Andrew Donaldson says NKorea's Kim Jong-un a sobering example of what happens when ideology breeds with itself

I don't wish to be alarmist but, by the time you read this, life on earth could have taken a devastating turn for the worst. "The moment of explosion is approaching fast," North Korea has announced, and war could break out "today or tomorrow". 

That was, um, on Wednesday, so you could say Armageddon's running a wee bit late, but that's certainly no thanks to Kim Jong-un, who has feverishly been upping the ante in his bid to bring on World War Three. Busy as a demented bee, Kim's pudgy little fingers were all a-blur as he tore up the 2007 disarmament deal intended to curtail the country's nuclear ambitions and then scrapped the 1953 armistice with South Korea and declared that a state of war once again exists between the two countries. 

He is clearly barking mad and of no use to anyone other than as a sobering example of what happens when ideology has bred with itself. The Chinese know this - and that is why they have voted for UN sanctions against their former ally. But still the whacko stuff comes, courtesy of the state news agency.

"Now that the revolutionary armed forces of the DPRK [Democratic People's Republic of Korea] have entered into an actual military action, the inter-Korean relations have naturally entered the state of war. Provocations will not be limited to a local war, but develop into an all-out war, a nuclear war."

As Kim told troops last month, "Once an order is issued, you should break the waists of the crazy enemies, totally cut their windpipes and thus clearly show what a real war is like."

There is some doubt as to whether the DPRK was currently capable of staging a Boy Scout jamboree, let alone a real war.
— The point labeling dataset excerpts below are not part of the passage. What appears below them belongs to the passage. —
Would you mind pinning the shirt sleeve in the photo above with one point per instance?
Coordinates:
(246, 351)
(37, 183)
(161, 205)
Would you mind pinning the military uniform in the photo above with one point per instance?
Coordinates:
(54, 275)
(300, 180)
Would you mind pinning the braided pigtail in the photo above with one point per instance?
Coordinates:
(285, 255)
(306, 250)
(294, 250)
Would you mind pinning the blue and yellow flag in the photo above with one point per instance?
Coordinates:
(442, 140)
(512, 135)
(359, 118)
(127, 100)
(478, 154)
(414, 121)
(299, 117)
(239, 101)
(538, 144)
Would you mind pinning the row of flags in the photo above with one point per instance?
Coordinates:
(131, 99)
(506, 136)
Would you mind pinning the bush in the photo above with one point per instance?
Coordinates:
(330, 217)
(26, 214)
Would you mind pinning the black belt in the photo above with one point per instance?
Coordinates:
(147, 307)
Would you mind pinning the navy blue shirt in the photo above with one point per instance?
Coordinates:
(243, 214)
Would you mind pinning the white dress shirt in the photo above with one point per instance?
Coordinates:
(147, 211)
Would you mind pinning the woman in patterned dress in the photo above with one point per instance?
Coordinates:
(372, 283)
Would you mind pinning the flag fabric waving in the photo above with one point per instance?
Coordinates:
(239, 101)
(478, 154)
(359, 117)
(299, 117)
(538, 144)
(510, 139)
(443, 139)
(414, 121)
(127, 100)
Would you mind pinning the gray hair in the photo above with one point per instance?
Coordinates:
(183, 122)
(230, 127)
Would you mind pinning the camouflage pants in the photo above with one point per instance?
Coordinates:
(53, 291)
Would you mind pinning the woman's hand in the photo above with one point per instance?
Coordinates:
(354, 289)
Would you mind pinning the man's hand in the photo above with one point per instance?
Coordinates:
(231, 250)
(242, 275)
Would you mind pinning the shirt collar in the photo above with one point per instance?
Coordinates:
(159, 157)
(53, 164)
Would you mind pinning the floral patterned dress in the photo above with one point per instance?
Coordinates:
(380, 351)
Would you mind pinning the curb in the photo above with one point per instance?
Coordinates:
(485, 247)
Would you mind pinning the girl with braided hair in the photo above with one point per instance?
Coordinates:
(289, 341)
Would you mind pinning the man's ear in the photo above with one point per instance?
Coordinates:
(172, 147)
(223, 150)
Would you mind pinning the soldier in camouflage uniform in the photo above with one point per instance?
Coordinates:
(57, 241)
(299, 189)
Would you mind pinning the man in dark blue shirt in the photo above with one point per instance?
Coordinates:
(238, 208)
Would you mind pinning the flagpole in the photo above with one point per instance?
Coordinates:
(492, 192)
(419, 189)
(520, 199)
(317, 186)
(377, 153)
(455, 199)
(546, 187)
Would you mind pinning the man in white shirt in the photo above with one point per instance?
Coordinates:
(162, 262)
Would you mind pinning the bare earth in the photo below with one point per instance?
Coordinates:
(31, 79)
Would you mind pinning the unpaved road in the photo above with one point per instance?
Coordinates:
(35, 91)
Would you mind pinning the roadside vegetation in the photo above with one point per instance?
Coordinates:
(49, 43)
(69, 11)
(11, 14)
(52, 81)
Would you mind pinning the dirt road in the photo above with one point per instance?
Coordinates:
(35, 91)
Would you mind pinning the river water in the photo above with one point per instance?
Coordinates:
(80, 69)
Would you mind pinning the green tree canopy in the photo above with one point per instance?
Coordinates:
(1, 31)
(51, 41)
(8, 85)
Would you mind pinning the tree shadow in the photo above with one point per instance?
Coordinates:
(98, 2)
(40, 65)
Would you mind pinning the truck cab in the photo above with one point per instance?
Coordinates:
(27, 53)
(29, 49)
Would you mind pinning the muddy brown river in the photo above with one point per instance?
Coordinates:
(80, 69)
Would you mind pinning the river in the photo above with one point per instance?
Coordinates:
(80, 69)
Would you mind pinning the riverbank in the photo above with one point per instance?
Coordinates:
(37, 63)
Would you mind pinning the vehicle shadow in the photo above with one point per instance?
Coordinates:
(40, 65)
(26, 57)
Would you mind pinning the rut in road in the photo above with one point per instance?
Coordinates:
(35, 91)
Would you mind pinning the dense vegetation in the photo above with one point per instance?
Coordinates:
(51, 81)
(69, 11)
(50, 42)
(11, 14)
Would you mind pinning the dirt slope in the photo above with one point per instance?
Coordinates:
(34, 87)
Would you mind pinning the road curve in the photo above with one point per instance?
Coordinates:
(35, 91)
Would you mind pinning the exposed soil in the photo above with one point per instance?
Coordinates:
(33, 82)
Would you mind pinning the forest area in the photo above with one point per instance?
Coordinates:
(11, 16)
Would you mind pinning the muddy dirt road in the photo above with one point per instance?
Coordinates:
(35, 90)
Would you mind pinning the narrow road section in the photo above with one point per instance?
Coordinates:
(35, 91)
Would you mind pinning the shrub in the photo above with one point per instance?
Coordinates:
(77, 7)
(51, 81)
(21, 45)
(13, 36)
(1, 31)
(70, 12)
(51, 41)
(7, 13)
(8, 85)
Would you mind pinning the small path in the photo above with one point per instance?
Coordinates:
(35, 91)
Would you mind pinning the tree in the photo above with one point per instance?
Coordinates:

Thanks to the policies of his father and grandfather, Kim has inherited a country in economic ruin and the population faces a constant threat of mass starvation. For all the talk of "bolstering up the nuclear armed force both in quantity and quality", recent tests revealed they have some way to go when it comes to building missiles of any significance.

Pyongyang's threats of nuclear strikes at targets in the United States have nevertheless not been taken lightly. There is a fear that, like a spoilt child, Kim may just push the buttons to see what happens, so the Pentagon has beefed up defences and the US military presence in the Pacific been ramped up accordingly. 

One of the many, many possible drawbacks of Doomsday is that we'll never know if any good came from this week's government leadership summit meeting.

Would, for argument's sake, the anti-corruption bureau to be set up by Public Service and Administration Minister Lindiwe Sisulu - no sniggering at the back of the room, please - be able to carry out its mandate now that a new ice age was upon us? 

And why bother about the high turnover of directors-general in government departments when the world outside the Nkandla bunker was shrouded in permanent darkness as radioactive clouds blot out the sun?

And yet, and yet . . . it was encouraging to hear Minister in the Presidency Trevor Manuel tell the summit that government had run out of excuses and had no one but itself to blame "for our failings as a state".

It was particularly pleasing - at least to the Mahogany Ridge regulars - that Manuel's frankness came at a time when it is still quite fashionable for the government to attribute their poor performances to the "legacy of apartheid". 

Just six months ago, for example, President Jacob Zuma told a local government conference: "There is a common tendency to look at government at all levels as if those who are governing have brought the problem, instead of deep-seated challenges [from] the past."

Manuel has now had enough. "We can no longer say it is apartheid's fault," he was quoted as saying. "There is no [PW] Botha regime looking over our shoulder - we are responsible ourself." 

Ourself? Ourselves? But fie on the pedantry. This is an important admission, the first step towards recovery. You want to fix a problem? First acknowledge there is a problem. This what they tell alcoholics. 

And with that, enter Health Minister Aaron Motsoaledi who comes to wage war with us happy drinkers. He wants to ban alcohol advertising, and will be presenting parliament with draft legislation in the next few days.

The nanny state wants to break our crazy waists? And totally cut our parched windpipes? Bring it on. It's going to be as daft as North Koreans with damp rockets.

This article first appeared in The Weekend Argus.